Prostate cancer is being detected earlier than in the past because of the development of the prostate-specific antigen (PSA) assay as a diagnostic test. However, there is little evidence from randomized, clinical trials (RCTs) to indicate which treatments are most effective or produce the fewest harmful effects in patients with clinically localized disease, especially when detected early using PSA, finds a new study. Although there are a variety of treatments for localized prostate cancer—including surgery, androgen deprivation therapy (to reduce male hormones), and localized radiation therapy—the lack of information from high-quality randomized trials presents a barrier to well-informed decisionmaking by patients and clinicians.

Timothy J. Wilt, M.D., M.P.H., and colleagues at the Minnesota Evidence-based Practice Center conducted a systematic review of relevant RCTs and observational studies on the treatment of localized prostate cancer. The researchers found that no treatment option had consistent results from at least two high-quality RCTs, which had adequate followup and sufficient patients enrolled to find significant differences in outcomes. In addition, none of the RCTs compared standard therapies with emerging therapies.
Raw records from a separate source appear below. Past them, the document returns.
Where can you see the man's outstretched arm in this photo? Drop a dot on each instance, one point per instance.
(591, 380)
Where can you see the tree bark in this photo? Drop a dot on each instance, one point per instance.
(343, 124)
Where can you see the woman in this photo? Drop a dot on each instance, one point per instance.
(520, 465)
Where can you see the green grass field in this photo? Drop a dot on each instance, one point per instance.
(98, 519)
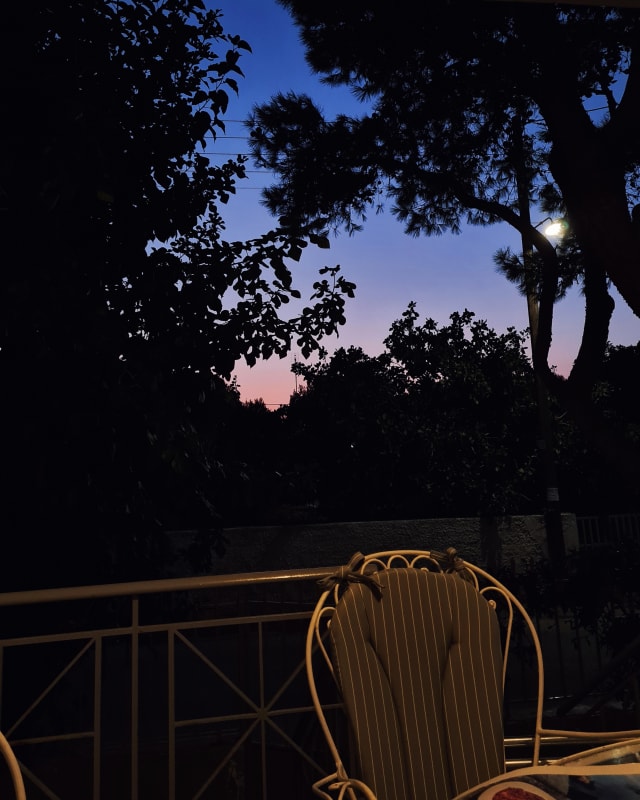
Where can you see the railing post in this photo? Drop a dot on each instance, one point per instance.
(135, 668)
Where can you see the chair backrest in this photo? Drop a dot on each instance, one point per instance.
(415, 648)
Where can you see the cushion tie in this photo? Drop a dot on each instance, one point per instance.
(349, 574)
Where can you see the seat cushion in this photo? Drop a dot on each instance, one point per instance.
(420, 671)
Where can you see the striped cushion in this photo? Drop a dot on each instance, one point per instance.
(420, 674)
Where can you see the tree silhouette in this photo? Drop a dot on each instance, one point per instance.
(474, 113)
(123, 306)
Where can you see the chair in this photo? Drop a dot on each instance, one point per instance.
(417, 643)
(14, 768)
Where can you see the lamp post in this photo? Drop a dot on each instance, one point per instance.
(545, 439)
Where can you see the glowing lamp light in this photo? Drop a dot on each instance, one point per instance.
(555, 228)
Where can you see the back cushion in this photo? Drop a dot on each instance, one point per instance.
(420, 671)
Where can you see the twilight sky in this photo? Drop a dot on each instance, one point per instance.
(442, 274)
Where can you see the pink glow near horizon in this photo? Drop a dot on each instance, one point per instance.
(442, 274)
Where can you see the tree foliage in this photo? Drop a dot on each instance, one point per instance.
(475, 113)
(120, 294)
(442, 423)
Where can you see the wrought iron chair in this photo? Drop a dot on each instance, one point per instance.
(418, 642)
(14, 768)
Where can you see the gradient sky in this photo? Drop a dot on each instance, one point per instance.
(442, 274)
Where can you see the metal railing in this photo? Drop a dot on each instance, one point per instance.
(180, 688)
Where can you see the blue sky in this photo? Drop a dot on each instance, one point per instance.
(442, 274)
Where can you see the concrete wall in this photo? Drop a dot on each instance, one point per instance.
(504, 541)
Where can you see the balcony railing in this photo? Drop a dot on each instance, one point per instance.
(181, 688)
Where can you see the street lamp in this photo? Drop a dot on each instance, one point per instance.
(552, 513)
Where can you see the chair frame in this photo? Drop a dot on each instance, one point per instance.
(339, 784)
(14, 768)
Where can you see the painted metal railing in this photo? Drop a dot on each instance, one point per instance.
(176, 689)
(186, 687)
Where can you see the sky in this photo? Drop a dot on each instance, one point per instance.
(441, 274)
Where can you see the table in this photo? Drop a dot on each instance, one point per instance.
(611, 772)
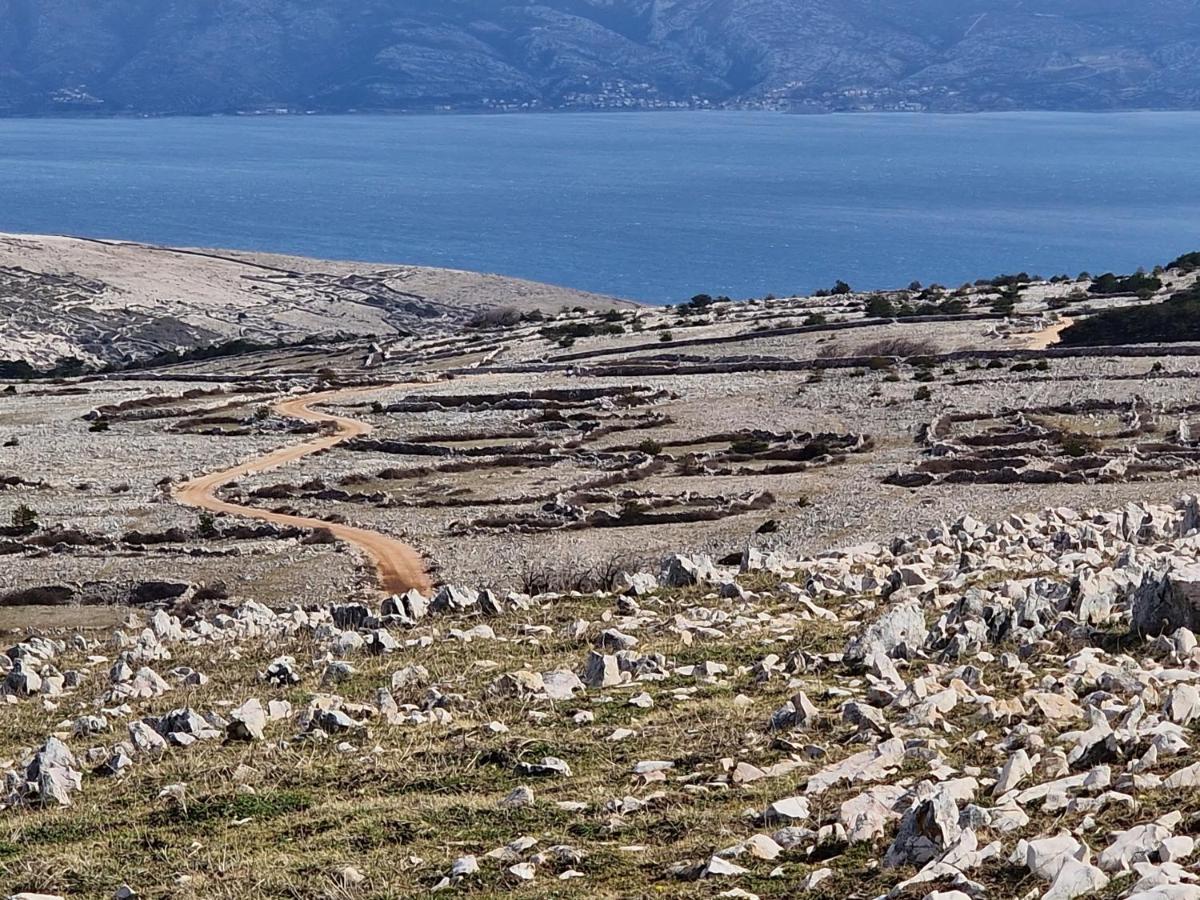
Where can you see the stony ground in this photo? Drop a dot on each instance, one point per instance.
(1000, 709)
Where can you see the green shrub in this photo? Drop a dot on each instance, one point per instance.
(749, 447)
(24, 519)
(207, 525)
(1110, 283)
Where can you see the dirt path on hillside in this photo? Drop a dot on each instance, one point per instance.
(1049, 336)
(400, 567)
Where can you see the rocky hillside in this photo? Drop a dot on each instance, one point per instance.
(979, 711)
(95, 303)
(198, 57)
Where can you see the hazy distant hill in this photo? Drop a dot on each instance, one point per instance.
(226, 55)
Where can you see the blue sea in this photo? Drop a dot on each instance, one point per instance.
(654, 207)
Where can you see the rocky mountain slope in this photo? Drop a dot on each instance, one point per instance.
(978, 711)
(115, 303)
(197, 57)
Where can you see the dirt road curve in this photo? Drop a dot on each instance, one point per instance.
(1049, 336)
(400, 567)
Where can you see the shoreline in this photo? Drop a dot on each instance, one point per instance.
(265, 114)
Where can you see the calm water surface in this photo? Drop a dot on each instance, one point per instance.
(654, 207)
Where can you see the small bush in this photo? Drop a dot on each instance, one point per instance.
(207, 525)
(749, 447)
(1075, 444)
(24, 519)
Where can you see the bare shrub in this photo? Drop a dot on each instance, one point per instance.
(903, 347)
(496, 317)
(562, 577)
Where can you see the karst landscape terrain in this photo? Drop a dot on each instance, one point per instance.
(339, 580)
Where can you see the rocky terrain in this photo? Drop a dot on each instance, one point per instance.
(850, 595)
(66, 301)
(186, 57)
(1003, 709)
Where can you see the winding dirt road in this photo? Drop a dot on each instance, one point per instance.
(399, 565)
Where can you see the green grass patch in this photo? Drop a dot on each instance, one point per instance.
(220, 809)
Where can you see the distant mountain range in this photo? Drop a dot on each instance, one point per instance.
(199, 57)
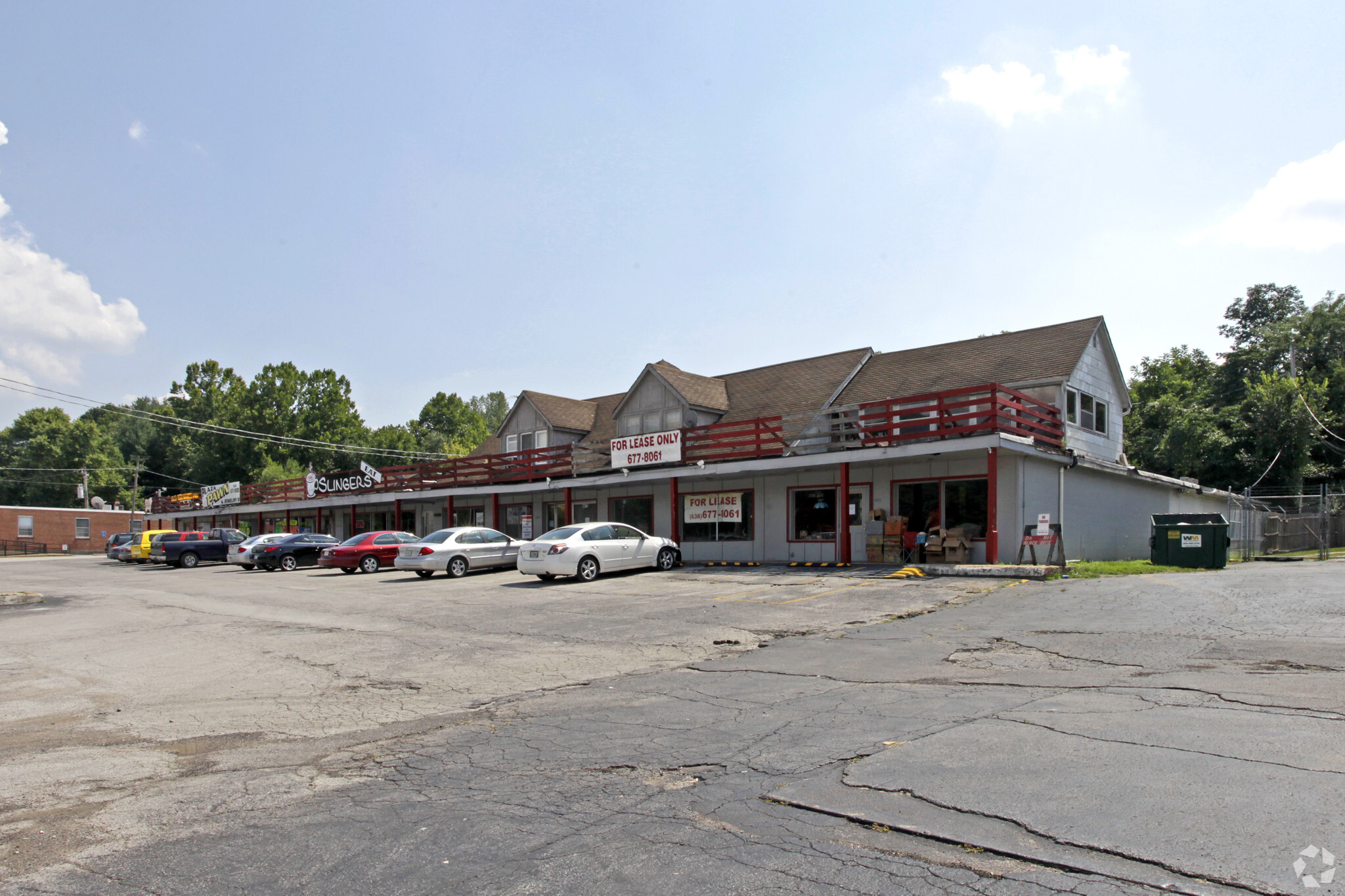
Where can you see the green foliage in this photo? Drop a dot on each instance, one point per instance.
(1098, 568)
(46, 437)
(280, 400)
(1224, 422)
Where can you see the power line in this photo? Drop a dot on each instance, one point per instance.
(210, 427)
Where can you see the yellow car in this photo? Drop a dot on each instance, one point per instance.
(141, 544)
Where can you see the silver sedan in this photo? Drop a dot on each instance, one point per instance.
(458, 550)
(242, 553)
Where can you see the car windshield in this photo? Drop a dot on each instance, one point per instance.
(558, 535)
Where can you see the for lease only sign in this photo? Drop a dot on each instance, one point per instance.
(651, 448)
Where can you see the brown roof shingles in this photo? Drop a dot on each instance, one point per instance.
(564, 413)
(1023, 356)
(698, 391)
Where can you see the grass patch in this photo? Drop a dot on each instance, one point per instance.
(1098, 568)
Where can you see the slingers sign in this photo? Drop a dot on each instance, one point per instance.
(651, 448)
(724, 507)
(332, 484)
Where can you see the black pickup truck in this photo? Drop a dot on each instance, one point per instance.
(191, 554)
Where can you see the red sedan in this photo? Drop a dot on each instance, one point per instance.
(368, 551)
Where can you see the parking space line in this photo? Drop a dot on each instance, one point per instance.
(821, 594)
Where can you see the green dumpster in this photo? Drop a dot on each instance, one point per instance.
(1197, 540)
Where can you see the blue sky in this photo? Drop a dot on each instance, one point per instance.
(508, 195)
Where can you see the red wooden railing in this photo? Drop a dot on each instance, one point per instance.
(977, 410)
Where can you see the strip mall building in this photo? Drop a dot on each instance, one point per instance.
(786, 463)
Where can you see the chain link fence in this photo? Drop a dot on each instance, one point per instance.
(1265, 526)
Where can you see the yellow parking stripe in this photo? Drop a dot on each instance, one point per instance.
(907, 572)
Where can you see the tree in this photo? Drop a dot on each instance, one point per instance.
(46, 440)
(1174, 426)
(493, 408)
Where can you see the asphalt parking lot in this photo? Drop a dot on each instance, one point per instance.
(698, 731)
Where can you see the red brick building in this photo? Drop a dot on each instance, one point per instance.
(64, 528)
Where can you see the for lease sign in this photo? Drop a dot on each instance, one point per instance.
(721, 507)
(651, 448)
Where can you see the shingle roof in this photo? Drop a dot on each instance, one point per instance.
(1023, 356)
(789, 387)
(564, 413)
(699, 391)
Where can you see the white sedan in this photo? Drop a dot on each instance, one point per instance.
(591, 548)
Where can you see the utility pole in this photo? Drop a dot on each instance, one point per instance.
(135, 486)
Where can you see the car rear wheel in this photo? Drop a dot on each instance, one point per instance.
(588, 568)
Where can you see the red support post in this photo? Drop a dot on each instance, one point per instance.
(992, 505)
(674, 501)
(844, 516)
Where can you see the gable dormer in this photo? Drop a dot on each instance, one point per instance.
(667, 398)
(539, 421)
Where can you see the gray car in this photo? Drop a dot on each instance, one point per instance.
(456, 551)
(242, 553)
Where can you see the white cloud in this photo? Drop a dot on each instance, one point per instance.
(1301, 207)
(1015, 91)
(1003, 95)
(50, 316)
(1086, 69)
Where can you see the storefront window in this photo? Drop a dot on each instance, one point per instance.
(966, 505)
(468, 516)
(580, 512)
(814, 515)
(514, 515)
(638, 512)
(721, 530)
(919, 503)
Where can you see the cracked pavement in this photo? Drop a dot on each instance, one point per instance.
(699, 731)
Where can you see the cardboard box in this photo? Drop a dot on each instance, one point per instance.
(959, 554)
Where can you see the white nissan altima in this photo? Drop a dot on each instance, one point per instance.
(591, 548)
Two RCTs compared radical prostatectomy (surgical removal of the prostate) with watchful waiting. A study of 695 men found that surgery (compared with watchful waiting) significantly reduced the risk of death from prostate cancer at 10 years from 15 percent to 10 percent, and the risk of metastases (spread to other organs) at 10 years from 25.4 percent to 15.2 percent. However, very few of the men in this trial had cancer that was detected by PSA testing. Other studies compared variations on surgery (with or without androgen deprivation) or radiation therapy (external-beam radiation therapy or EBRT with or without androgen deprivation), brachytherapy (implanted pellets of radioactive material, with or without EBRT), or other combinations. A number of clinical trials are underway that may help fill in the gaps in knowledge of the comparative effectiveness of and risk of harms associated with various prostate cancer treatments.

The study was funded by the Agency for Healthcare Research and Quality (Contract No. 290-02-0009) as a part of the Agency's Effective Health Care Program. For more information, go to http://effectivehealthcare.ahrq.gov.

See "Systematic review: Comparative effectiveness and harms of treatments for clinically localized prostate cancer," by Dr. Wilt, Roderick MacDonald, M.S., Indulis Rutks, B.A., Tatyana A. Shamliyan, M.D., M.S., and others in the March 18, 2008, Annals of Internal Medicine 148(6), pp. 435-448.